SEC sues Morningstar alleging unknown changes to power ratings

Morningstar Inc. allowed credit rating analysts to adjust financial models that led to better conditions for bond issuers and in some cases less interest income for investors, the Securities and Exchange Commission claimed in a civil case on Tuesday.

The unknown adjustments were made to 30 commercial mortgage-backed securities worth $ 30 billion, the SEC said in the lawsuit in federal court in Manhattan. The SEC claims the changes are substantial, meaning investors who rely on the ratings should have been told about it.

Morningstar has made great efforts to become a major player in the power rating and competitor DBRS Inc. of two private equity firms for $ 669 million in 2019. In May 2020, Morningstar paid $ 3.5 million to complete a separate SEC enforcement investigation. alleges that a former credit rating division violated the rules of conflict of interest by mixing rating work with sales and marketing efforts.

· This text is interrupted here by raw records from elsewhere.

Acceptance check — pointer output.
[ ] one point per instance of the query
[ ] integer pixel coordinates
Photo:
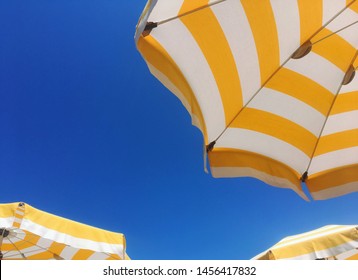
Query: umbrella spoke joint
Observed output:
(149, 27)
(304, 177)
(210, 146)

Morningstar said in a statement that it follows all laws and rules. The SEC does not allege that credit ratings were set improperly, the company said. “The SEC has exceeded its restrictions on regulations by setting requirements that would regulate the content of credit rating methods,” the firm said. “Morningstar is proud of the integrity and independence of its research and analysis. Morningstar will continue to be motivated by the goal of bringing clarity and divergent opinions to market. ”

Regulators have been scrutinizing credit rating agencies and their conflicts of interest since the business was criticized for giving rosy ratings of troubled property bonds before the 2008 financial crisis. Credit rating agencies are paid by debt-selling businesses, which provide an incentive for issuers to seek the best ratings and hire a business that scores the most favorable.